Konstantin Murakhtin, il navigatore del jet abbattuto che è riuscito a sopravvivere assicura di “non aver violato lo spazio aereo di Ankara nemmeno per un secondo e di non essere stato avvertito in nessun modo prima di essere abbattuto. Non è possibile che noi si abbia violato il loro spazio aereo nemmeno per un secondo,stavamo volando a un’altitudine di 6mila metri in perfette condizioni meteo e ho sempre avuto il controllo totale della rotta. Non c’è stato nessun avvertimento, nè visivo nè via radio, il missile ha colpito la poppa del nostro aereo dal nulla, non abbiamo nemmeno avuto il tempo di compiere una manovra evasiva”.
Anche Rexhip Tayyp Erdogan si è accorto di avere fatto il classico passo più lungo della gamba, aiutato dal fatto che uno dei due piloti russi si è salvato ed adesso ha fatto ritorno alla sua base. Il presidente turco tenta di attenuare la tensione dicendo che al momento dell’abbattimento la Turchia non conosceva la provenienza del jet. “La Turchia sostiene la pace, il dialogo e la diplomazia – aggiunge – ed ha soltanto difeso la sua sicurezza e i diritti dei suoi fratelli turcomanni. Non ci sono terroristi di Daesh nella regione di Bayirbucak a Latakia. La Russia è nostra amica e nostra vicina. Abbiamo fornito alle sue autorità tutte le informazioni necessarie sul jet e non vogliamo un’ulteriore escalation. I canali di comunicazione restano aperti”.
La risposta di Mosca è gelida: “Dopo quello che è successo non possiamo escludere qualche altro incidente, e se succederà dovremo reagire in un modo o nell’altro”, ha avvertito Vladimir Putin , ed il ministro degli Esteri Sergey Lavrov è stato ancora più duro: “Questo non è stato un incidente ma un atto ostile deliberato” e per il momento Ankara deve prepararsi ai i primi, grandi danni economici : defunto nei fatti il progetto del gasdotto “Turkish Stream” , il primo ministroDmitry Medvedev accusato apertamente la Turchia di difendere militanti stato islamico.

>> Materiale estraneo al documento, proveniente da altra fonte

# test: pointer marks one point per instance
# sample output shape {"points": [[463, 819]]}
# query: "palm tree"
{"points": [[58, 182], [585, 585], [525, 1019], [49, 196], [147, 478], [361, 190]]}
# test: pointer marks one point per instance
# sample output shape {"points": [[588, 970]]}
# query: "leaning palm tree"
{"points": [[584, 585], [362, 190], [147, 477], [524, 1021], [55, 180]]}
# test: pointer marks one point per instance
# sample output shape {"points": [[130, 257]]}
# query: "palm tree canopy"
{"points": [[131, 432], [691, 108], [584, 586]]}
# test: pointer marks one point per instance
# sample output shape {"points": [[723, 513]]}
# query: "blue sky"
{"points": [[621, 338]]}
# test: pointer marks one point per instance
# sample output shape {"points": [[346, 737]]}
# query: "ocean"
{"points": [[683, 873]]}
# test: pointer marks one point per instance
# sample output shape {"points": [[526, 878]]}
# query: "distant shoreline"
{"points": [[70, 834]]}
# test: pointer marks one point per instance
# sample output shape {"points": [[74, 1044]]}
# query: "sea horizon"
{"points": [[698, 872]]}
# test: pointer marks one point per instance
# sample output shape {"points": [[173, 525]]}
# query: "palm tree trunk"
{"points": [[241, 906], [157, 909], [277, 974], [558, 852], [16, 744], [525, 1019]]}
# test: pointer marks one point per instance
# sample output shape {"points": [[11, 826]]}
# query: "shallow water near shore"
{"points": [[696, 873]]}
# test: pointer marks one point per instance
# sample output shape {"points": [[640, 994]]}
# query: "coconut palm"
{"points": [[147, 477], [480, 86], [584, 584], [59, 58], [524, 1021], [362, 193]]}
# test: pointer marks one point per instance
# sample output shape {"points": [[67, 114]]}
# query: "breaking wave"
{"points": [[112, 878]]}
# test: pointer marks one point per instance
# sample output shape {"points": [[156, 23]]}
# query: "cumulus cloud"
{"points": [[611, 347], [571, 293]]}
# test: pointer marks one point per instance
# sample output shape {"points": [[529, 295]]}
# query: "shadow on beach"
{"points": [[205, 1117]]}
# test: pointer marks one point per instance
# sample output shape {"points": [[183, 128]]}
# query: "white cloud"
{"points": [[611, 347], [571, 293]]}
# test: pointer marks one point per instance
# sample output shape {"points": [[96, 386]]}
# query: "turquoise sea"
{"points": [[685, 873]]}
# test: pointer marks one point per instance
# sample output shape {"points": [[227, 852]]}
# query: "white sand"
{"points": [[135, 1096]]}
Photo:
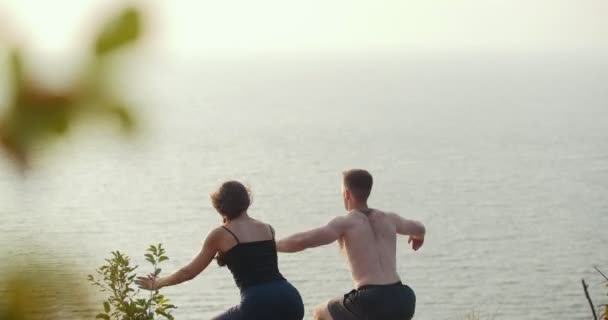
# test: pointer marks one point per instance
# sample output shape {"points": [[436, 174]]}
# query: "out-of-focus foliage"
{"points": [[36, 115], [31, 292], [116, 278]]}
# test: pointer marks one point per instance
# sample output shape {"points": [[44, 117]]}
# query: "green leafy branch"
{"points": [[116, 278]]}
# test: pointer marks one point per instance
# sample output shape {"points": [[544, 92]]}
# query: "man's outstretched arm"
{"points": [[412, 228], [313, 238]]}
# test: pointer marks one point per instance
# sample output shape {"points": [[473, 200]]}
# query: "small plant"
{"points": [[117, 278]]}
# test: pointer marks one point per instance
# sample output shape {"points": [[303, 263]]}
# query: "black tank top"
{"points": [[252, 263]]}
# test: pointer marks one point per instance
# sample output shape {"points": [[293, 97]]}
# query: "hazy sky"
{"points": [[195, 27]]}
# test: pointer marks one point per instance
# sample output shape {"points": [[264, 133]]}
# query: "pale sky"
{"points": [[198, 27]]}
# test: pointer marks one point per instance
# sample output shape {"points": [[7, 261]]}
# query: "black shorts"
{"points": [[382, 302]]}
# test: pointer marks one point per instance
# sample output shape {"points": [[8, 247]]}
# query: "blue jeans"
{"points": [[276, 300]]}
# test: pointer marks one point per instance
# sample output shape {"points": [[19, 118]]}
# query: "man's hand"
{"points": [[416, 242]]}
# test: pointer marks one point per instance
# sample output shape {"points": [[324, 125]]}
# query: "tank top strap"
{"points": [[233, 235]]}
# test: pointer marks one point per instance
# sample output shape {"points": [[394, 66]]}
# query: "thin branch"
{"points": [[598, 270], [589, 299]]}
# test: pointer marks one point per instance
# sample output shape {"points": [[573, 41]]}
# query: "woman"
{"points": [[248, 248]]}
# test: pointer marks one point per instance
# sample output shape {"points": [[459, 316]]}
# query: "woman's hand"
{"points": [[147, 283], [416, 242]]}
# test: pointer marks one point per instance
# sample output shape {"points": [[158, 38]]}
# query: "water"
{"points": [[504, 160]]}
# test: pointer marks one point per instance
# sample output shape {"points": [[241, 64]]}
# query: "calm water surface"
{"points": [[506, 162]]}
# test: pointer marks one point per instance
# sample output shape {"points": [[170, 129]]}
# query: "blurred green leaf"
{"points": [[119, 31], [102, 316], [17, 75]]}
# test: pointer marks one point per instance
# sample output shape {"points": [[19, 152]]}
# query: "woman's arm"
{"points": [[188, 272]]}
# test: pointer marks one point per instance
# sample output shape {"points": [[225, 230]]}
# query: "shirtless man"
{"points": [[369, 239]]}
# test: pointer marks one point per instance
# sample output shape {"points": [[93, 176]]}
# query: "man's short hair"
{"points": [[359, 182]]}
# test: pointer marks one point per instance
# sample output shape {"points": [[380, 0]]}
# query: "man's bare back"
{"points": [[369, 242], [368, 238]]}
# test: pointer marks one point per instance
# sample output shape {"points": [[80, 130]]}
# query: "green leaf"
{"points": [[150, 258], [121, 30], [102, 316]]}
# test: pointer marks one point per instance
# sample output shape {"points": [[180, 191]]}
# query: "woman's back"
{"points": [[252, 261]]}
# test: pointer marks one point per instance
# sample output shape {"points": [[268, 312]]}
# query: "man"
{"points": [[368, 237]]}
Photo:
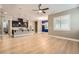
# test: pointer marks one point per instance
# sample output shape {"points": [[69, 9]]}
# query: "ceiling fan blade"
{"points": [[45, 9], [35, 10]]}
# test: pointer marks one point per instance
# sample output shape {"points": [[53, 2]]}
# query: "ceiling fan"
{"points": [[41, 10]]}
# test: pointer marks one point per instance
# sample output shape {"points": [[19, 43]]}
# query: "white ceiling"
{"points": [[26, 9]]}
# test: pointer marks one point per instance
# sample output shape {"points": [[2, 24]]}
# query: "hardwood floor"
{"points": [[37, 44]]}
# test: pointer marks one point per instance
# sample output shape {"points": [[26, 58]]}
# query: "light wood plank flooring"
{"points": [[37, 44]]}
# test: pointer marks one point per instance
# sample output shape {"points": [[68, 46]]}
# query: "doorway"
{"points": [[36, 26]]}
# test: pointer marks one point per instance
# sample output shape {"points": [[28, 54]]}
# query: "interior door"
{"points": [[36, 26]]}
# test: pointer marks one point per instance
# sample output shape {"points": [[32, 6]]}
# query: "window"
{"points": [[62, 23]]}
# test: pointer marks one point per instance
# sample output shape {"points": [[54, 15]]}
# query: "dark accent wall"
{"points": [[74, 33]]}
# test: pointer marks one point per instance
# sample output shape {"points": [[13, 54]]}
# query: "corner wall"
{"points": [[74, 33]]}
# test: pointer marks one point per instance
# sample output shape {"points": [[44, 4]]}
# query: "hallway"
{"points": [[37, 44]]}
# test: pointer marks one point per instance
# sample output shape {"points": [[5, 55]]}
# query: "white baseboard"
{"points": [[76, 40]]}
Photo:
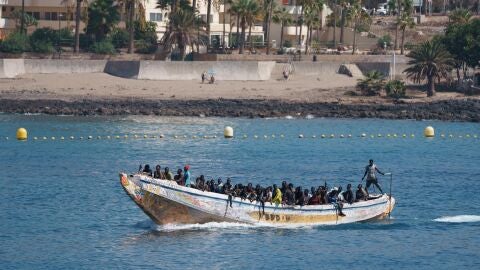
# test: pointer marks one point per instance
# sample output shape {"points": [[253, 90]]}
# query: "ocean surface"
{"points": [[62, 207]]}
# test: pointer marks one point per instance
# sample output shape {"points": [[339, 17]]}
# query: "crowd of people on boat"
{"points": [[287, 194]]}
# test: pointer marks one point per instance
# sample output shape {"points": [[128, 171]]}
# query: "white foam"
{"points": [[458, 219], [205, 226], [218, 226]]}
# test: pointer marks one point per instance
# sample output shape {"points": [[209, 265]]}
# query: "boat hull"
{"points": [[166, 202]]}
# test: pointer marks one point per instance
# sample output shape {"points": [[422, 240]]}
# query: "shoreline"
{"points": [[467, 109]]}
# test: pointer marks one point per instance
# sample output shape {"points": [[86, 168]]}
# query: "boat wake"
{"points": [[211, 226], [458, 219]]}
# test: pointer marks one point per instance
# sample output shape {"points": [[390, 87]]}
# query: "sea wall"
{"points": [[10, 68], [223, 70], [45, 66]]}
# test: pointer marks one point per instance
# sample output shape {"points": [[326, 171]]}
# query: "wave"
{"points": [[205, 226], [458, 219]]}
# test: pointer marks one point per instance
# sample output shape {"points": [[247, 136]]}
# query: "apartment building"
{"points": [[48, 13], [291, 32]]}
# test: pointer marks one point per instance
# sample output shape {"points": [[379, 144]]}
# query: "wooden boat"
{"points": [[167, 202]]}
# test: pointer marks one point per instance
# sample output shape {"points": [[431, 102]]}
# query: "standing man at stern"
{"points": [[371, 176]]}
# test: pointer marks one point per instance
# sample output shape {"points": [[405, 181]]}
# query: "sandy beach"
{"points": [[99, 93]]}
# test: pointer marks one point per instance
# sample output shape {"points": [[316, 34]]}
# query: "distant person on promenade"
{"points": [[286, 74], [186, 175], [371, 176]]}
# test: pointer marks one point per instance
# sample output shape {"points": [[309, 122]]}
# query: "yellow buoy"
{"points": [[228, 132], [429, 132], [22, 134]]}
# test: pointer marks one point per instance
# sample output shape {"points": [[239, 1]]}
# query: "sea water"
{"points": [[62, 207]]}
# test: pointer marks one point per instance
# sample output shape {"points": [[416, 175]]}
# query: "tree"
{"points": [[268, 9], [460, 16], [183, 30], [246, 11], [103, 16], [358, 16], [284, 18], [78, 16], [429, 61], [406, 20]]}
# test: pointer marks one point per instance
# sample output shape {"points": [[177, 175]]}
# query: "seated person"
{"points": [[147, 170], [315, 199], [179, 177], [158, 173], [360, 194], [276, 195], [348, 194]]}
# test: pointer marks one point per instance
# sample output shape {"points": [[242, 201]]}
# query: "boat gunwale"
{"points": [[217, 196]]}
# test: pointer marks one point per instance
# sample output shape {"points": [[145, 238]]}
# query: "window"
{"points": [[204, 18], [156, 17]]}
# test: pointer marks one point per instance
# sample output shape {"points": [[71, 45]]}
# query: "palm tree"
{"points": [[269, 7], [429, 61], [358, 16], [284, 18], [245, 10], [183, 30], [405, 21], [78, 12], [311, 20]]}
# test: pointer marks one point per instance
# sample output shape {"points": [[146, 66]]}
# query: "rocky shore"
{"points": [[447, 110]]}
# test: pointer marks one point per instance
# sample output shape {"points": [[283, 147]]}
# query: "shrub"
{"points": [[372, 84], [44, 34], [287, 44], [119, 38], [86, 41], [103, 47], [42, 47], [16, 42], [145, 47], [396, 89], [385, 39]]}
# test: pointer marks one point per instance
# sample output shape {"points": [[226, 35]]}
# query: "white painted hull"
{"points": [[166, 202]]}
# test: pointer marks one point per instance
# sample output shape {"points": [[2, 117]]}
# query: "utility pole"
{"points": [[22, 19]]}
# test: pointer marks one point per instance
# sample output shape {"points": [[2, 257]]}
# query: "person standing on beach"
{"points": [[371, 176]]}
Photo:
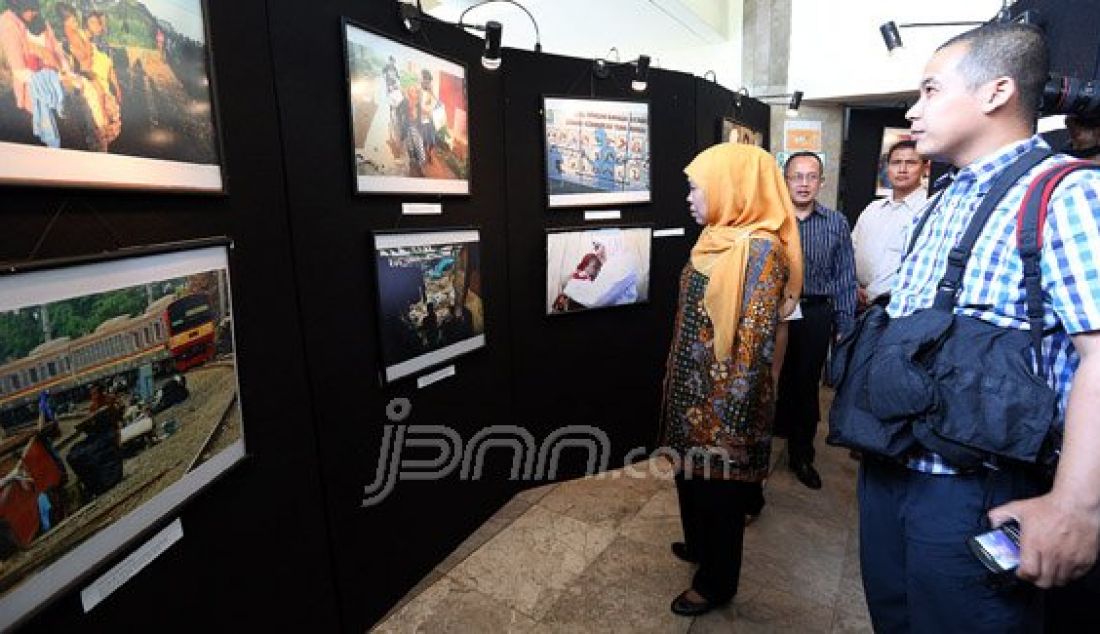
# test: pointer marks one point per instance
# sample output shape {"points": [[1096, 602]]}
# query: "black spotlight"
{"points": [[491, 59], [601, 68], [891, 36], [640, 75], [792, 107]]}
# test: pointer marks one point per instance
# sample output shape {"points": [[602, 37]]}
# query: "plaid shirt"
{"points": [[992, 286]]}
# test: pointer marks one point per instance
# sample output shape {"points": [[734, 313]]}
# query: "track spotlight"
{"points": [[601, 68], [892, 36], [491, 58], [792, 108], [410, 17], [640, 74]]}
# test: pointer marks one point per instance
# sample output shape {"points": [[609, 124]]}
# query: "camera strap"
{"points": [[1030, 222]]}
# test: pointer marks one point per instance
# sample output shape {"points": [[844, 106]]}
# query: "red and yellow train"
{"points": [[173, 334]]}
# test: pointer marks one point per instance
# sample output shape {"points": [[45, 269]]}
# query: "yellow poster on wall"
{"points": [[802, 135]]}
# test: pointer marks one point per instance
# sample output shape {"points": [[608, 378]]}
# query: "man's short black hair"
{"points": [[1007, 50], [903, 144], [821, 166]]}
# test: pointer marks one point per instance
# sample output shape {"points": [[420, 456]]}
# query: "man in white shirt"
{"points": [[879, 237]]}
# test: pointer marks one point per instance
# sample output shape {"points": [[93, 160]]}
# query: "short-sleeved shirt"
{"points": [[879, 240], [993, 286]]}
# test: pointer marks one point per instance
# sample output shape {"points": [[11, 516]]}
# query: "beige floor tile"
{"points": [[536, 493], [592, 555], [628, 588], [767, 610], [486, 532], [449, 607], [600, 501], [530, 563]]}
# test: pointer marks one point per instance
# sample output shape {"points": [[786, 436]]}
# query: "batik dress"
{"points": [[717, 415]]}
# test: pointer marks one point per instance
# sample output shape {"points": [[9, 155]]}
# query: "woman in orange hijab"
{"points": [[744, 277]]}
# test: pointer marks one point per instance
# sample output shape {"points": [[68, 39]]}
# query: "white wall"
{"points": [[837, 51]]}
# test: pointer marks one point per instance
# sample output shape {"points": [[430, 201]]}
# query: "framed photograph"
{"points": [[733, 131], [409, 117], [596, 151], [590, 269], [108, 95], [430, 302], [119, 401]]}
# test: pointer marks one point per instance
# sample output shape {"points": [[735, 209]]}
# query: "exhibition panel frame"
{"points": [[597, 268], [120, 401], [408, 116], [430, 304], [596, 151], [132, 107]]}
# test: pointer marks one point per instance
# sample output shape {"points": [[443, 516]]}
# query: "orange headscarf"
{"points": [[746, 196]]}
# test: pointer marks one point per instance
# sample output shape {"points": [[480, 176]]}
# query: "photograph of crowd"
{"points": [[597, 151], [736, 132], [107, 94], [408, 108], [590, 269], [891, 135], [429, 298], [118, 381]]}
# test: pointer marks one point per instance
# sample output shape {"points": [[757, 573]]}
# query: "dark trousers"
{"points": [[713, 515], [919, 572], [796, 407], [1075, 609]]}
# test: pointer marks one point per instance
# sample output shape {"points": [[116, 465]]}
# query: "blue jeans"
{"points": [[919, 572]]}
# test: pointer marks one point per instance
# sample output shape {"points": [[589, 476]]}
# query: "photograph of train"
{"points": [[117, 381]]}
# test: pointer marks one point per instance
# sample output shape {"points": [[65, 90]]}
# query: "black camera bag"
{"points": [[954, 384]]}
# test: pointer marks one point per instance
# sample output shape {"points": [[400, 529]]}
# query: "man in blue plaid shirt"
{"points": [[977, 110]]}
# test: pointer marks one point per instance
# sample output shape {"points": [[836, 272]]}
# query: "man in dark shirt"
{"points": [[828, 309]]}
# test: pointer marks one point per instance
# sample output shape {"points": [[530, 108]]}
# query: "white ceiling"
{"points": [[591, 28]]}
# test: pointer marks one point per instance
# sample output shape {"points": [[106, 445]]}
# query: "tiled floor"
{"points": [[592, 555]]}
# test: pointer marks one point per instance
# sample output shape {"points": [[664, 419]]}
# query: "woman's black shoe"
{"points": [[684, 607], [680, 549]]}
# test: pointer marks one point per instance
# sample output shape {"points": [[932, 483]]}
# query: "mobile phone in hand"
{"points": [[998, 549]]}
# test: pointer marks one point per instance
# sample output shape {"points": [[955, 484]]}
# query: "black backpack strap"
{"points": [[1030, 222], [960, 254]]}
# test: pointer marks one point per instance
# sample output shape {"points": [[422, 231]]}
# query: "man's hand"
{"points": [[1058, 539], [1059, 533]]}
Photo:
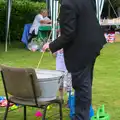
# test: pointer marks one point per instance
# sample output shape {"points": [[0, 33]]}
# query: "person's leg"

“Questa non è una sorpresa – dice – considerando le informazioni che abbiamo circa l’interesse finanziario diretto di alcuni funzionari turchi relativi alla fornitura di prodotti petroliferi raffinati da impianti controllati da ISIS. Le azioni sconsiderate e criminali delle autorità turche hanno provocato una pericolosa escalation delle relazioni tra la Russia e la NATO, che non può essere giustificata da alcun interesse, compresa la protezione dei confini di Stato.”. Quindi, si può ipotizzare il ricorso ad un tribunale internazionale sui traffici petroliferi di Ankara, mentre quelle migliaia di aziende che complici le sanzioni fornivano alla Russia frutta e ortaggi freschi, possono chiudere bottega.
Se l’obiettivo di Ankara era quello di trascinare la NATO nel conflitto, l’ha fallito completamente, anche a giudizio di Ismail Hakki Pekin, ex capo del Dipartimento di intelligence dello Stato maggiore turco, la decisionedi abbattere il bombardiere russo è stata un grosso errore . l’aereo da guerra non rappresentava alcuna minaccia per la sicurezza della Turchia e non ha mostrato intenzioni ostili. La Russia ha anche schierato i suoi sistemi missilistici Iskander a Kaliningrad come rappresaglia contro le attività crescenti della NATO, bisognerebbe capire che la Russia ha un forte potenziale in questo campo, mentre la Turchia sta perdendo la sua posizione nella regione “.